ANKARA'YA 'OSMANLILAR HAKKINDA İSTİHBARAT RAPORU' DİYE AKILLARINA NE GELİRSE YAZMIŞLARDI
Türkiye, 1924 Mart'ında Türkiye'den sınırdışı edilen ve hanım mensuplarına 1952'de, erkeklerine de ancak 1974'te memlekete dönüş izni verilen hanedanı, sürgün senelerinde sıkı bir takip altında tuttu ve Ankara'ya seneler boyunca raporlar gönderildi.
HAYALÎ ÖRGÜTLER
Ama, bu raporların bazılarında gerçek ile alâkası olmayan abartılı iddialar vardı. Meselâ ailenin büyük parasızlık çektikleri bilinen ve yaşadıkları maddî sıkıntılar dostlarına gönderdikleri mektuplardan da hemen anlaşılan bazı mensuplarının "önemli bir servete sahip oldukları" söylenip "Aman dikkat edin, ordu kurup gelerek Cumhuriyet'i yıkmaya hazırlanıyorlar" gibisinden ifadeler yeralıyor, hattâ hayalî örgütlerden bahsediliyordu.
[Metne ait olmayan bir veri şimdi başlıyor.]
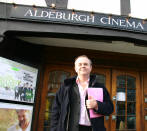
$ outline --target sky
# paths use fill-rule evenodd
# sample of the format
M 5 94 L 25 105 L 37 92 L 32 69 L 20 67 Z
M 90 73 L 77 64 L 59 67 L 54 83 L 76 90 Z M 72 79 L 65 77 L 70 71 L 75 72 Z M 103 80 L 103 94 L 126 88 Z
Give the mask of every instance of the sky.
M 0 0 L 0 2 L 46 7 L 45 0 Z M 130 0 L 131 17 L 147 18 L 147 0 Z M 68 9 L 120 15 L 120 0 L 68 0 Z

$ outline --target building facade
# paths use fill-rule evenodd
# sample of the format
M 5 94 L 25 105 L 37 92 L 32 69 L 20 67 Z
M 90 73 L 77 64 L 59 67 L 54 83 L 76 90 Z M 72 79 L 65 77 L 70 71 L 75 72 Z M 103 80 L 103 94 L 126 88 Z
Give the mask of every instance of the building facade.
M 85 54 L 113 100 L 107 131 L 146 131 L 147 21 L 125 15 L 129 7 L 112 15 L 67 9 L 67 3 L 0 2 L 0 56 L 39 71 L 32 130 L 50 129 L 55 93 L 75 75 L 75 57 Z

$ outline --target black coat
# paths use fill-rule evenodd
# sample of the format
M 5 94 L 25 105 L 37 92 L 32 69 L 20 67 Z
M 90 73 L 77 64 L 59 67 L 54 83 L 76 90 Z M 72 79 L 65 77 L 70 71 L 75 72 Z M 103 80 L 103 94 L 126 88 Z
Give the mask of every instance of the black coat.
M 97 82 L 95 75 L 90 76 L 89 87 L 103 88 L 103 102 L 98 103 L 98 114 L 110 115 L 113 112 L 113 104 L 109 93 L 104 86 Z M 75 85 L 76 77 L 66 79 L 55 96 L 51 114 L 51 130 L 50 131 L 67 131 L 68 114 L 70 108 L 70 89 Z M 92 118 L 91 124 L 93 131 L 105 131 L 104 116 Z M 78 130 L 77 130 L 78 131 Z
Sürgündeki aile hakkında bu şekilde gerçek ile alâkası olmayan haberler vermek, bazı kişiler için hem görev, hem de gelir kaynağı olmuştu!
BİR İSTİHBARAT RAPORU
İşte, bu ihbarlardan biri: İçişleri Bakanlığı'nın 23 Ağustos 1935'te Cumhurbaşkanlığı Genel Sekreterliği'ne gönderdiği raporda geçen bazı iddialar:
"Mısır'da birkaç serseri ve içlerinde Yüzelliliklerden Karikaturist Rıfkı olduğu halde Helvan'da enkaz-ı saltanattan (saltanat enkazından) Şehzade Şevket'in hânesinde ictimalar yaparak (toplanarak) bir cemiyet tesis etmek istemişlerdir. Bu cemiyetin gayesi muhacir olarak Romanya'dan avdet eden Müslümanlar'ın tanassur ettirilmesine (Hristiyan yapılmalarına) mani olmaktır. Bu cemiyete Hoca Sabri'yi de sokmak istemişlerde de, karaktersiz ve hafiyelik eden insanlarla çalışamayacağını söyleyerek cevab-ı red vermiştir. Bu münafıklar Türkiye'de tanassur keyfiyeti (Hristiyanlaştırma durumu) olmadığını bildikleri halde bu maksatla cemiyet tesis etmeleri sırf Türkiye aleyhine cahil ve mutaassıp Mısır muhitinde bir cereyan uyandırmak içindir. Bura gazetelerinin verdikleri haberlerde Helvan'da Şehzade Şevket'in evinde ictima edenler makyajla tebdil-i şekl ederek (şekil değiştirerek) zevci vefat eder ve mühimce bir mirasa konan zengin bir kadın ve çocuğundan hile ve desâis (hileler) ile para gasbedebilmek maksadıyla bir cemiyet tesis etmişlerdir. Nam-ı müstear altında daha bazı yerlerde dolandırıcılık teşebbüsatına giriştikleri suret-i hususiyede )özel surette) haber alınmıştır". (Habertürk)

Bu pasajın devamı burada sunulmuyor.